Specific Heat Capacity (also known as C) is the important factor in slowing-up the transfer of heat. It refers to the amount of heat required to raise the temperature of 1 kilogram of a material by 1 degree centigrade and is measured in J/kgK. If a material has a high thermal mass, it must also have a high specific heat capacity. Pavatex Isolair Multi wood fibre roof and wall sarking boards has a Specific Heat Capacity of 2100 J/kgK which is the highest of all insulation materials.


The density refers to the mass per unit volume of a material and is measured in kg/m³. If a material has a high thermal mass, it must also have a high density which is an aspect of slowing down thermal diffusivity. Pavatex Isolair Multi wood fibre roof and wall sarking boards have a Density of 145 – 200 kg/m³ depending on the board thickness, and this is the highest of all insulation materials.

Thermal Conductivity

Thermal conductivity (also known as k or lambda λ) is a measure of how easy it is for heat to travel through a material and is measured in units of W/mK. If a material has a high thermal mass, it must have a medium thermal conductivity figure so that the material can absorb heat and release it along with the natural heating and cooling cycles of the building. Pavatex Isolair Multi wood fibre roof and wall sarking boards have a Declared Thermal Conductivity of 0.041 – 0.044 W/mK depending on the board thickness.

Benefits of Thermal Mass in Summer

During the summer months, attic rooms and top-floor apartments tend to become the hottest areas within a building due to solar heat entering through windows, which then rises. Additionally, lightweight roof coverings with low thermal storage capacity quickly absorb and transfer heat from the sun into the attic space. The large surface area of a pitched roof compared to the internal volume of the space exacerbates this heat transfer risk. Thermal mass plays a crucial role in effective passive solar heating design because materials with high thermal mass can absorb and retain heat, providing protection against summer overheating. Conversely, building fabrics with low thermal mass heat up rapidly during the hottest part of the day and lose heat quickly at night when temperatures drop.

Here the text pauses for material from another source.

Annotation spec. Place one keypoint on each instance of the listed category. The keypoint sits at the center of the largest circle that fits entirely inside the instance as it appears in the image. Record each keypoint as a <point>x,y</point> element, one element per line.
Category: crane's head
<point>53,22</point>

In the warmer summer months, the internal heat from the sun is absorbed and stored by the Pavatex wood fibre and so ensures a more comfortable living or working environment. This stored heat is then released gradually at night-time into the building or out through the windows through natural ventilation, depending on personal choice. This works particularly well in the UK and Ireland where there is quite a differential between day-time and night-time temperatures, so at night the stored heat passes to the cooler areas.

By incorporating Pavatex wood fibre sarking insulation boards, the rate at which the interior space heats up during the day is slowed by 10 to 12 hours (called decrement delay), compared to the 5 to 8 hours of lag time typical with most common insulation materials. Unlike materials with low thermal mass, wood fibre insulation possesses exceptional thermal accumulation capacity. The problem with having a low thermal accumulation capacity is that the building reacts very rapidly to any change in temperature – either externally from the sun or internally from the heating system or heat from cooking appliances etc. This absence of thermal mass is often cited as the main disadvantage of lightweight structures.

This graph shows that on a hot summer’s day with a maximum temperature of 26.2ºC, the inside surface of the roof tiles heats up to nearly 60ºC whereas the surface below the Pavatex Isolair Multi roof insulation only reaches 45ºC. The insulation stores the heat and prevents its transfer to the interior so that it remains pleasantly cool at around 15ºC, even on the hottest days. Thanks to the decrement delay of 12 hours and the reduction of the temperature amplitude to 5%, it is not until after midnight that the room temperature rises slightly to approx 17ºC.

Material Specific Heat Capacity (J/kgK) Thermal Conductivity (W/mK) Density (kg/m³) Thermal Mass Effectiveness Decrement Delay (Hours)
Limestone 910 1.5 2180 High -
Brickwork – Outer Leaf 800 0.84 1700 High -
Dense Concrete Block 1000 1.63 2300 High -
Light Concrete Block 1000 0.19 600 Medium -
Cellulose Insulation 2020 0.038 27-65 Medium / Low 8.7
Sheep Wool Insulation 1800 0.038 23 Low 7.0
EPS Polystyrene Insulation 1300 0.036 15-30 Low 6.3
Glass Mineral Wool Insulation 1030 0.035 20 Low 5.9
Pavatex Isolair Multi Wood Fibre Sarking Board 2100 0.041 145 High 11.7

Benefits of Thermal Mass in Winter

The thermal mass, or ability to accumulate heat, of a building offers advantages in both summer and winter. During the colder winter months, harnessing daytime heat from solar gain and conserving heat generated by central heating, lighting, appliances, cooking and occupants is essential. Pavatex wood fibre insulation effectively absorbs and stores this heat within the building’s structure, gradually releasing it overnight as temperatures drop. This process helps maintain a warmer indoor environment and reduces the need for additional heating.

High thermal mass enables buildings to naturally adjust to temperature fluctuations by storing and releasing heat, thereby stabilizing indoor temperatures. Pavatex wood fibre boards serve as a versatile insulation material capable of fulfilling both insulation and thermal accumulation functions:

By using Pavatex wood fibre sarking boards, along with flexible insulation, in attics, roofs, and timber/metal frame walls, buildings can meet the requirements for both winter and summer performance. These boards provide thermal insulation and thermal mass, ensuring effective temperature regulation throughout the year.